South Carolina’s transportation infrastructure is funded with federal dollars and state revenues generated from motor fuel user fees and vehicle-related fees. Federal funds account for nearly 50% of transportation spending in South Carolina, while state revenues make up the other half.
In South Carolina, the state motor fuel user fee (aka the “gas tax”) is the primary source of state revenue for roads and bridges.
Beginning July 1, when drivers fill up with gasoline or diesel, they will pay two cents more per gallon. This increase will bring the total state taxes/fees on fuel to 24.75 cents per gallon.
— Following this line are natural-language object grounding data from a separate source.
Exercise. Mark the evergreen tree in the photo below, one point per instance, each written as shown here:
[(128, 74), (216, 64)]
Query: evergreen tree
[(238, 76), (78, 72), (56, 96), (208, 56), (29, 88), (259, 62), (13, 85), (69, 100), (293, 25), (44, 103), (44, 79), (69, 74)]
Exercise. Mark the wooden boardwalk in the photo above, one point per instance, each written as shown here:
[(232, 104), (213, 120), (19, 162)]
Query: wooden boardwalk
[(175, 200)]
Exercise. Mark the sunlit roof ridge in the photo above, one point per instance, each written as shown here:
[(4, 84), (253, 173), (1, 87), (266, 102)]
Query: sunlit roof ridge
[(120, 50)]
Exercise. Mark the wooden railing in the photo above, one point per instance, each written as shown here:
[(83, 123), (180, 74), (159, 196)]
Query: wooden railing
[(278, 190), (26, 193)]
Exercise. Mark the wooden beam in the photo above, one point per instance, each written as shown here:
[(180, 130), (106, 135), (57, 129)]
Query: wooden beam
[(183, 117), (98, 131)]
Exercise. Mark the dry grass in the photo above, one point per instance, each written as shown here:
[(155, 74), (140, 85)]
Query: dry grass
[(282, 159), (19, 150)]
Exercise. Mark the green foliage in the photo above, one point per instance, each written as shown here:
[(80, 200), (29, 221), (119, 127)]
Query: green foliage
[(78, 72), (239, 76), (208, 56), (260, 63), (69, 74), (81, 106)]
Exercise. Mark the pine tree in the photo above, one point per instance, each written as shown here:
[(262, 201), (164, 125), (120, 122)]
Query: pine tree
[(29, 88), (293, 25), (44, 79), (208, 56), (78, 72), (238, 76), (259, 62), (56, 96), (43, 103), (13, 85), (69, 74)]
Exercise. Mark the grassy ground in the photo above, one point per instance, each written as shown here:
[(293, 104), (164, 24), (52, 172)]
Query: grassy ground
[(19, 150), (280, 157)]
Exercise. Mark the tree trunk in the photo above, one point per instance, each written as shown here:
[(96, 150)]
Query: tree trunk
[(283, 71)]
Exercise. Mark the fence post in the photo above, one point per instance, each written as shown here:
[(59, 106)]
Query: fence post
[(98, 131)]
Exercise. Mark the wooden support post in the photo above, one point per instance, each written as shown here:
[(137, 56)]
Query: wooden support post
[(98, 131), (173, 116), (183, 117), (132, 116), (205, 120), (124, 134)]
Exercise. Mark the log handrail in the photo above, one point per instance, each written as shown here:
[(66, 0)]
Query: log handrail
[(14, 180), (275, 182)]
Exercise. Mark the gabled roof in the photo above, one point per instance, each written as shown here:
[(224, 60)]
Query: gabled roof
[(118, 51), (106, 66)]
The new revenues are part of the plan passed in 2017 to increase the fuel tax by 12 cents over a period of six years, to help generate desperately needed revenues so the state could begin tackling long-overdue repairs to our roads and bridges.
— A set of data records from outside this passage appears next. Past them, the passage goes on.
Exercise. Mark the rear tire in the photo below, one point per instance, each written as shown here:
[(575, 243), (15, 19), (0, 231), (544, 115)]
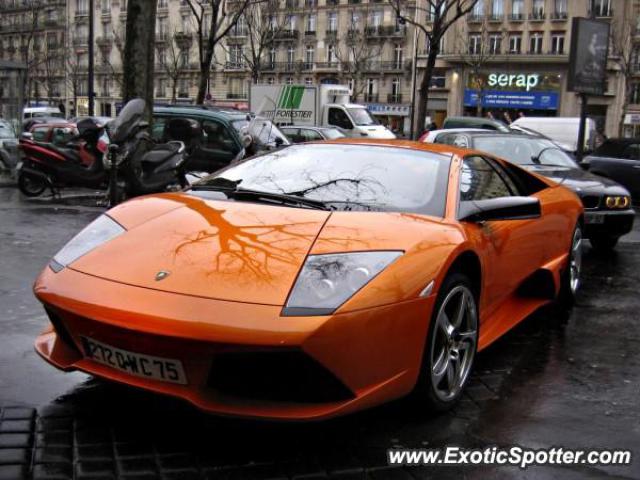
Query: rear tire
[(450, 346), (604, 243), (31, 185)]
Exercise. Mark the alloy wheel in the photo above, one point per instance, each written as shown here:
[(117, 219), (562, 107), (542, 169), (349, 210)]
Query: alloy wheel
[(453, 343)]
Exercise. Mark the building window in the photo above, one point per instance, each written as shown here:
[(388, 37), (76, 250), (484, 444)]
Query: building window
[(497, 9), (515, 43), (495, 44), (602, 8), (538, 9), (332, 22), (517, 9), (560, 8), (309, 57), (311, 23), (398, 56), (557, 43), (475, 44), (535, 43)]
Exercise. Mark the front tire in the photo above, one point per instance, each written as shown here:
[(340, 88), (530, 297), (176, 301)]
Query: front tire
[(450, 347), (604, 243), (31, 185), (571, 276)]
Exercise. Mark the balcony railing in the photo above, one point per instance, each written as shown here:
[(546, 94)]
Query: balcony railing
[(537, 16), (559, 16), (287, 35), (235, 66)]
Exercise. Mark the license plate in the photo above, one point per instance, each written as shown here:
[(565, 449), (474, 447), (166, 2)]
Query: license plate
[(145, 366), (596, 218)]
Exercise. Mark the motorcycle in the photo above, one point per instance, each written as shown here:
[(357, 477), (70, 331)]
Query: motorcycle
[(138, 165), (79, 163)]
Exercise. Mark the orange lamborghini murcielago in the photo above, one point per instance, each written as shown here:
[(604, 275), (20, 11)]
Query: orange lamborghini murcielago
[(315, 280)]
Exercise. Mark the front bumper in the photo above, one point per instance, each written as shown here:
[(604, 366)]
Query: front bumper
[(357, 359), (609, 222)]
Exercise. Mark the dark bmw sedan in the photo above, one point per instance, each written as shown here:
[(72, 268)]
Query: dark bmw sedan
[(607, 204)]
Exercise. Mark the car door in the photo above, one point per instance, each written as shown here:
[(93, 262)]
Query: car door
[(309, 135), (217, 148), (513, 249)]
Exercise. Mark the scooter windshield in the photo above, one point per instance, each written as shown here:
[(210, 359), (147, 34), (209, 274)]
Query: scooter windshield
[(126, 122)]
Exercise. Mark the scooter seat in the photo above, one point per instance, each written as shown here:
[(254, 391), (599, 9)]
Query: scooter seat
[(69, 153)]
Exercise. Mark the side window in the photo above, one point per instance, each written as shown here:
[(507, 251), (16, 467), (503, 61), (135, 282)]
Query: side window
[(216, 136), (480, 181), (40, 134), (513, 187), (632, 152), (310, 135), (339, 118)]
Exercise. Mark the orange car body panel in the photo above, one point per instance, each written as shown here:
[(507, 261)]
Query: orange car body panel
[(232, 266)]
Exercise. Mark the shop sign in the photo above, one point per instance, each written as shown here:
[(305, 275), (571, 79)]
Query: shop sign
[(502, 99), (383, 109)]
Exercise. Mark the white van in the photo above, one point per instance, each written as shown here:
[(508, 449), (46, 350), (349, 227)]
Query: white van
[(35, 112), (562, 130)]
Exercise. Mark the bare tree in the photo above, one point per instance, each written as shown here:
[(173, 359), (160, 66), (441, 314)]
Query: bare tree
[(477, 48), (626, 56), (263, 27), (213, 19), (171, 56), (138, 66), (358, 52), (432, 18)]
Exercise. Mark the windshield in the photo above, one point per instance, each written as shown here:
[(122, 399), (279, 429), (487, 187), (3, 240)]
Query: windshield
[(348, 177), (332, 134), (362, 117), (6, 131), (524, 151), (262, 130)]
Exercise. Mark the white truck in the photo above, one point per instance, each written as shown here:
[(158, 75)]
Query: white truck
[(315, 106)]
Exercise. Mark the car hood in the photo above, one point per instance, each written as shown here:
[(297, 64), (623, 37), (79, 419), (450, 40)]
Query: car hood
[(579, 180), (225, 250)]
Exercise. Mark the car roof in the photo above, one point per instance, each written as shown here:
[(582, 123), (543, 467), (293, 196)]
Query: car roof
[(448, 150), (202, 112)]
As South Carolina works to address this monumental task, these revenues serve as the foundation for getting that work done. Learn more about how the new revenues are being spent here.
Using the interactive maps below, take a look at how South Carolina compares to other states. You will see that despite our increase, we remain significantly lower than our sister states and much lower than the national average.
Unfortunately, South Carolina is having to playing catch-up, and it’s going to take time to address the amount of work that needs to be done. The good news is, progress is being made and the new revenues are being invested to address repairs in every county in South Carolina.
South Carolina is not alone when it comes to investing in road and bridge repairs. Since 2013, 31 states have increased their fuel taxes to address infrastructure needs.